Jurisdiction relinquished.
. Act of March 10, 1949, P.L. 30, as amended, 24 P.S. §§ 1-101 — 27-2702.
. The Secretary indicated to this court that it filed a separate appeal of the trial court’s November 17, 1994 order as it was unclear whether the trial court had consolidated the two actions and due to the trial court’s indicated belief that the current controversy is part of the case docketed in this court at 1486 C.D.1994. The case at Docket No. 1486 C.D.1994 is the appeal to this court regarding the 1993-94 school year strike litigation (trial court Docket No. 94-2924). The action filed by the Secretary with the trial court on November 10, 1994 was assigned Docket No. 94-5799 by the trial court.
It appears to this court that the matters involved in the appeal before this court at Docket No. 1486 C.D.1994 are separate and distinct from the matters raised by the Secretary's appeal of the trial court’s November 17, 1994 order. Accordingly, the Chief Clerk of this court has assigned the Secretary’s appeal of the trial court’s November 17, 1994 order Docket No. 2956 C.D.1994 and the matter will not be consolidated with the appeal at Docket No. 1486 C.D. 1994 currently pending before this court.
. In Upper Bucks County Vocational-Technical School Education Association v. Upper Bucks County Vocational-Technical School Joint Committee, 504 Pa. 418, 474 A.2d 1120 (1984), our Supreme Court held that the sole purpose of the requirement that schools provide 180 days of instruction per calendar year is to benefit the students of the Commonwealth rather than the teachers.
. Our Supreme Court recently addressed the issue of whether the legislature may, consistent with art. II, § 14 of the state constitution, permit teachers to strike at all. See Reichley by Wall v. North Penn School District, 533 Pa. 519, 626 A.2d 123 (1993). In holding that the legislature may permit teachers to strike, the Supreme Court quoted the following language from one of its previous decisions, Teachers’ Tenure Act Cases, 329 Pa. 213, 197 A. 344 (1938):
When the people directed through the Constitution that the General Assembly should 'provide for the maintenance and support of a thorough and efficient system of public schools,' it was a positive mandate that no legislature could ignore. The power over education is an attribute of government that cannot be legislatively extinguished....
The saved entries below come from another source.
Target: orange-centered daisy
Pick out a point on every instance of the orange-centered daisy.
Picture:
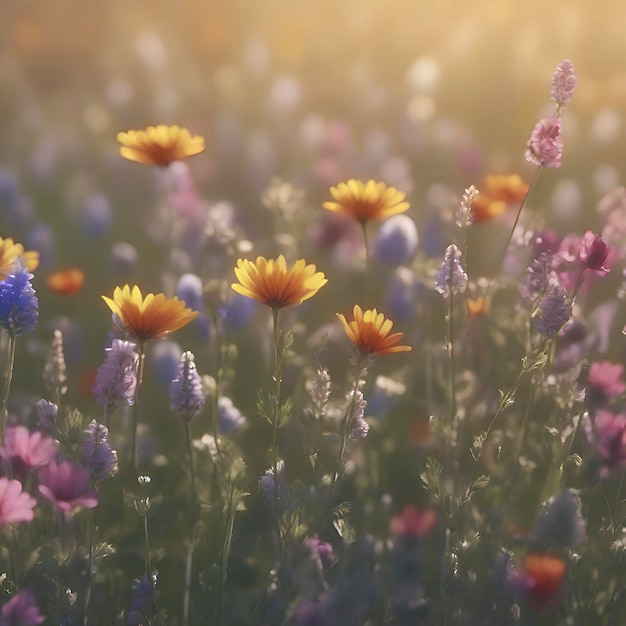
(369, 331)
(366, 201)
(159, 145)
(11, 253)
(272, 283)
(150, 317)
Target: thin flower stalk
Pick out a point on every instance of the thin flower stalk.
(141, 357)
(519, 211)
(191, 498)
(7, 377)
(277, 376)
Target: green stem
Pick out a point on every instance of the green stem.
(568, 447)
(8, 376)
(148, 560)
(218, 379)
(133, 443)
(519, 211)
(506, 397)
(192, 524)
(345, 431)
(278, 361)
(228, 535)
(451, 359)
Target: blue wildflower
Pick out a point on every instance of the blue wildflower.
(19, 307)
(186, 394)
(189, 289)
(397, 241)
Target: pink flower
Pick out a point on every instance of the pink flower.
(21, 610)
(67, 486)
(545, 146)
(605, 382)
(413, 522)
(594, 253)
(610, 432)
(27, 451)
(563, 84)
(15, 505)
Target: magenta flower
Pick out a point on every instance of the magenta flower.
(594, 253)
(610, 430)
(21, 610)
(545, 146)
(604, 382)
(67, 486)
(27, 451)
(15, 505)
(563, 85)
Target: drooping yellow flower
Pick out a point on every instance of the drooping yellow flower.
(369, 331)
(150, 317)
(11, 253)
(364, 201)
(272, 283)
(159, 145)
(497, 193)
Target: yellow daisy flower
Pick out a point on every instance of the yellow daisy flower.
(159, 145)
(10, 253)
(369, 331)
(272, 283)
(150, 317)
(366, 201)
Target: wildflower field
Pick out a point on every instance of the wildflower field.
(286, 341)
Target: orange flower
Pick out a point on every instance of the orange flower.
(159, 145)
(498, 193)
(546, 574)
(370, 332)
(366, 201)
(66, 282)
(150, 317)
(271, 283)
(11, 253)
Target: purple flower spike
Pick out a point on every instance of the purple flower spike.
(19, 307)
(116, 379)
(545, 146)
(563, 85)
(186, 394)
(451, 279)
(554, 311)
(99, 455)
(67, 486)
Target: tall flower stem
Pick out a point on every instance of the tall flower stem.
(141, 349)
(8, 376)
(519, 211)
(451, 359)
(192, 525)
(346, 421)
(278, 363)
(228, 535)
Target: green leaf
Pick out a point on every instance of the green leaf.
(431, 477)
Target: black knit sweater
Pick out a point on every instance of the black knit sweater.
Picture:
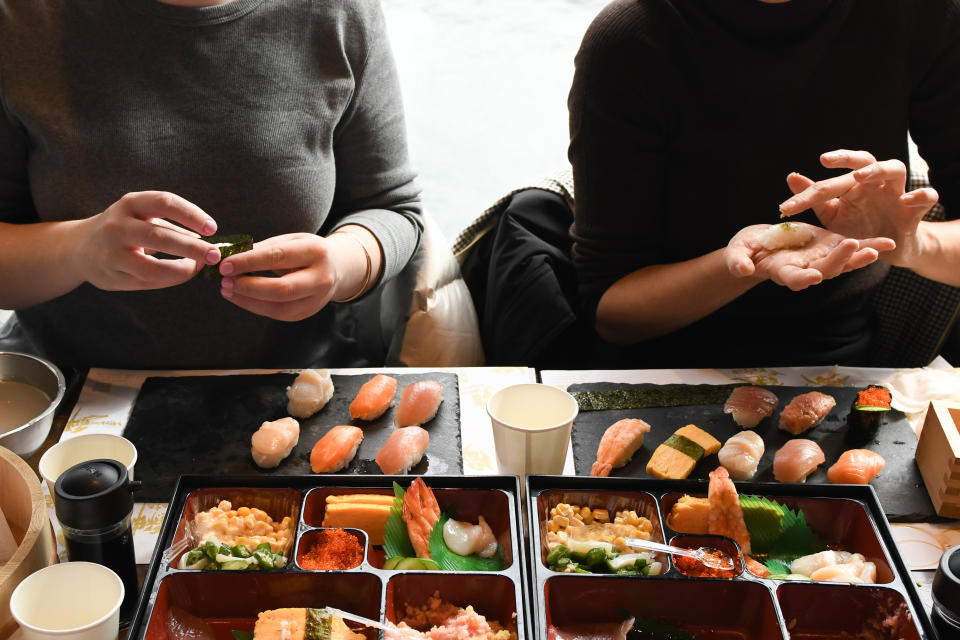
(686, 117)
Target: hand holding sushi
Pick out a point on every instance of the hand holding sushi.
(311, 272)
(825, 255)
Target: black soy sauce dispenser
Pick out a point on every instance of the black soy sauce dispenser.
(94, 503)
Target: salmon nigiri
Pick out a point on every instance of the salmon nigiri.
(856, 466)
(336, 449)
(419, 403)
(403, 450)
(374, 397)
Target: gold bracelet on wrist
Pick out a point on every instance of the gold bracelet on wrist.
(368, 275)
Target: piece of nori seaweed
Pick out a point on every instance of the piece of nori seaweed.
(667, 395)
(231, 245)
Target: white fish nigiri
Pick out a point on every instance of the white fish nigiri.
(274, 441)
(741, 454)
(310, 392)
(797, 459)
(749, 405)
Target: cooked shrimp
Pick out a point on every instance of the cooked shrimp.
(618, 444)
(420, 512)
(725, 517)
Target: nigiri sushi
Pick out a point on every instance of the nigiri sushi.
(856, 466)
(806, 411)
(274, 441)
(336, 449)
(786, 235)
(402, 450)
(797, 459)
(749, 405)
(741, 454)
(310, 392)
(419, 403)
(374, 397)
(618, 444)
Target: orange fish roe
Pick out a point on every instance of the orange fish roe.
(334, 549)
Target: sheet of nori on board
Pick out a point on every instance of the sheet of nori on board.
(203, 424)
(899, 486)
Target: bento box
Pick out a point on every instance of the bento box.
(374, 586)
(587, 600)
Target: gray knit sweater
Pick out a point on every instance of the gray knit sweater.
(274, 116)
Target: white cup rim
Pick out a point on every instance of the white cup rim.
(540, 385)
(60, 632)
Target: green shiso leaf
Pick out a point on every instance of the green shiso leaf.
(450, 561)
(396, 540)
(665, 395)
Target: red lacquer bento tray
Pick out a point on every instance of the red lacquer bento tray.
(743, 607)
(231, 600)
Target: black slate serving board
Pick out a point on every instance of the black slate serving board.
(203, 424)
(899, 486)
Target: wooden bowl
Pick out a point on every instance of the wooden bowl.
(25, 508)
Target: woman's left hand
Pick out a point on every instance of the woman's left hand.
(869, 201)
(311, 271)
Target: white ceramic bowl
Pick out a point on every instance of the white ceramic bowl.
(37, 372)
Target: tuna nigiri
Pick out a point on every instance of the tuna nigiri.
(310, 392)
(856, 466)
(797, 459)
(741, 454)
(374, 398)
(749, 405)
(402, 450)
(419, 403)
(805, 411)
(336, 449)
(618, 444)
(274, 441)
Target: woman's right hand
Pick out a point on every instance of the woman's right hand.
(826, 256)
(116, 247)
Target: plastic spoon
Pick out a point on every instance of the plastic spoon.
(713, 558)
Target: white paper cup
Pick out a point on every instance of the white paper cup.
(531, 428)
(93, 446)
(69, 601)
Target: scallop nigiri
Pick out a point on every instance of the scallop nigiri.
(374, 397)
(749, 405)
(741, 454)
(403, 450)
(618, 444)
(419, 403)
(806, 411)
(856, 466)
(274, 441)
(310, 392)
(336, 449)
(797, 459)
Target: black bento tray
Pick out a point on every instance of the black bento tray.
(757, 607)
(367, 590)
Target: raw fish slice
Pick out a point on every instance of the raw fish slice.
(741, 454)
(274, 441)
(402, 450)
(806, 411)
(618, 444)
(310, 392)
(725, 517)
(374, 397)
(796, 460)
(856, 466)
(336, 449)
(419, 403)
(749, 405)
(420, 513)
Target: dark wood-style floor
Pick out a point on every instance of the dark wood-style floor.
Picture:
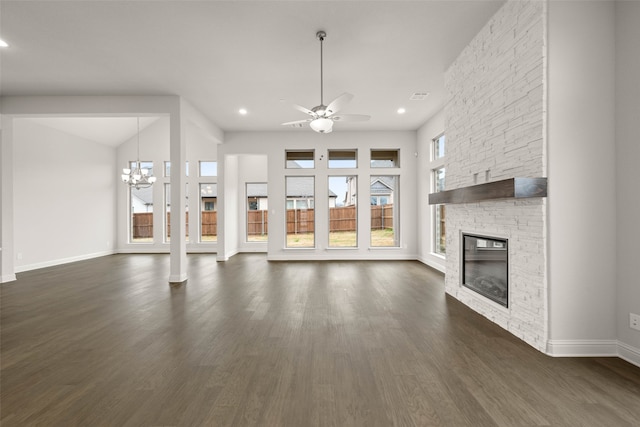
(107, 342)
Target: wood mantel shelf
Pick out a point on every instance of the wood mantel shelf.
(512, 188)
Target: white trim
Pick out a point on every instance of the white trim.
(629, 353)
(593, 348)
(335, 255)
(60, 261)
(582, 348)
(178, 278)
(7, 278)
(436, 266)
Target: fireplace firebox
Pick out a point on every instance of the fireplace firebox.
(485, 267)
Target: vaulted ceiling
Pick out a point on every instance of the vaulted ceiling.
(260, 55)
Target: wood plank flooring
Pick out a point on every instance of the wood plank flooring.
(107, 342)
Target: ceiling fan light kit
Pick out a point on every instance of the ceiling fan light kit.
(322, 116)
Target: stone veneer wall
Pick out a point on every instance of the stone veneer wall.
(495, 127)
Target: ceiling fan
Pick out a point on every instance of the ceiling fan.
(323, 116)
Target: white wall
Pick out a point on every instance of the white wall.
(628, 174)
(427, 132)
(64, 197)
(582, 177)
(274, 144)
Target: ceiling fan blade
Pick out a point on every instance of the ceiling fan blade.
(296, 122)
(351, 118)
(304, 110)
(338, 103)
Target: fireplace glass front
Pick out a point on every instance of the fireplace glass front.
(485, 267)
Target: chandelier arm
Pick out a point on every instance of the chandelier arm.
(321, 74)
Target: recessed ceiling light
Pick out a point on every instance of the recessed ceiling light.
(419, 96)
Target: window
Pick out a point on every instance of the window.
(257, 212)
(167, 204)
(438, 147)
(300, 193)
(385, 158)
(141, 220)
(438, 184)
(343, 159)
(300, 159)
(385, 208)
(208, 212)
(208, 168)
(343, 215)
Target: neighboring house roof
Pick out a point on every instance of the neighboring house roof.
(303, 188)
(382, 184)
(257, 190)
(382, 164)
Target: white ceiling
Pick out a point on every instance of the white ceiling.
(258, 55)
(111, 131)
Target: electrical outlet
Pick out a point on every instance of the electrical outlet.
(634, 321)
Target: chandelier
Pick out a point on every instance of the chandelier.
(138, 177)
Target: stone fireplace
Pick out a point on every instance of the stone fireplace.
(495, 123)
(485, 267)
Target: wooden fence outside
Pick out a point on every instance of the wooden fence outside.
(143, 224)
(381, 217)
(258, 223)
(298, 221)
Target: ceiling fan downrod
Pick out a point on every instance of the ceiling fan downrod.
(320, 35)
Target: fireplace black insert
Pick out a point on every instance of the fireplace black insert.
(485, 267)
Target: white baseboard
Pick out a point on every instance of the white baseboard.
(582, 348)
(439, 267)
(593, 348)
(61, 261)
(178, 278)
(629, 353)
(7, 278)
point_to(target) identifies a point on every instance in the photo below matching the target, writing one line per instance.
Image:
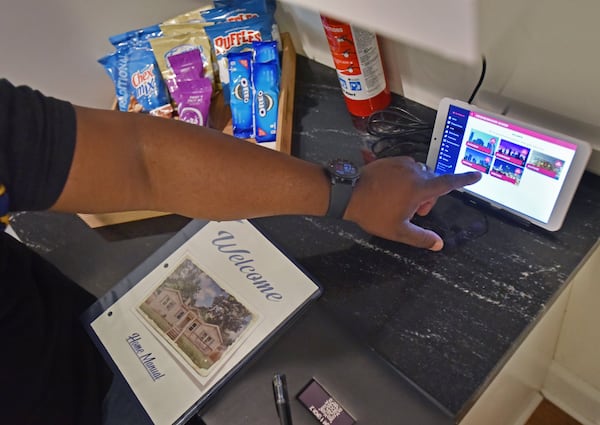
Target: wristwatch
(343, 175)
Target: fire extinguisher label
(357, 60)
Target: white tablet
(528, 171)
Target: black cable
(481, 77)
(401, 132)
(395, 121)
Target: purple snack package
(186, 66)
(193, 100)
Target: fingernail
(437, 246)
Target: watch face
(344, 169)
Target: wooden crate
(220, 119)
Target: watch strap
(339, 199)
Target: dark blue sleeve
(37, 142)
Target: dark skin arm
(126, 161)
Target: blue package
(241, 94)
(265, 78)
(233, 37)
(145, 80)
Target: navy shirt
(50, 371)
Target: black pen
(282, 402)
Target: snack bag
(193, 100)
(148, 92)
(241, 94)
(266, 102)
(138, 83)
(232, 37)
(169, 45)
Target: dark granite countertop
(447, 321)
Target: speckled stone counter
(446, 320)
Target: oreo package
(241, 97)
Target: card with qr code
(326, 409)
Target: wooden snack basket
(220, 118)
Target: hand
(392, 190)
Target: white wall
(543, 54)
(573, 382)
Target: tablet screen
(522, 169)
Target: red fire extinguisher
(359, 67)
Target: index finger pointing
(446, 183)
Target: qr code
(331, 409)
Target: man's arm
(126, 161)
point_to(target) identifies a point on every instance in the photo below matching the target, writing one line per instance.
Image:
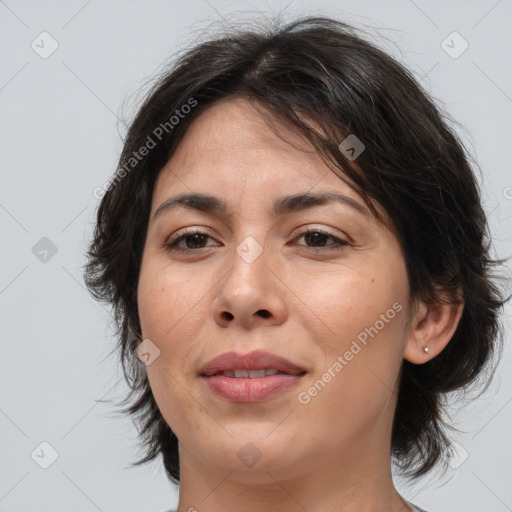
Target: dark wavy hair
(414, 165)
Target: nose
(251, 294)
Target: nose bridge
(249, 290)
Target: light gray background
(60, 138)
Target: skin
(332, 453)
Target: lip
(256, 360)
(248, 390)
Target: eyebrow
(281, 206)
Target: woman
(296, 251)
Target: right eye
(193, 239)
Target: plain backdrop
(69, 71)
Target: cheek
(168, 305)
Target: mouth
(251, 377)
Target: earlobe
(432, 327)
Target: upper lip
(256, 360)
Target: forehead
(238, 141)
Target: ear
(432, 325)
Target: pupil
(317, 237)
(196, 239)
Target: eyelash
(338, 245)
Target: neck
(332, 484)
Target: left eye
(316, 236)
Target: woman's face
(322, 285)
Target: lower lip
(250, 390)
... The people have directed that the cause of public education cannot be fettered, but must evolute [sic] or retrograde with succeeding generations as the times prescribe. Therefore, all matters, whether they be contracts bearing upon public education, or legislative determinations of school policy or the scope of education activity, everything directly related to the maintenance of a "thorough and efficient system of public schools," must at all times be ■subject to future legislative control....
Reichley by Wall, 533 Pa. at 526, 626 A.2d at 127 (quoting Teachers’ Tenure Act Cases, 329 Pa. at 224-26, 197 A. at 352-53. (Emphasis added.)
.Act of July 9, 1992, P.L. 403, 24 P.S. §§ 11-1101-A—11-1172—A.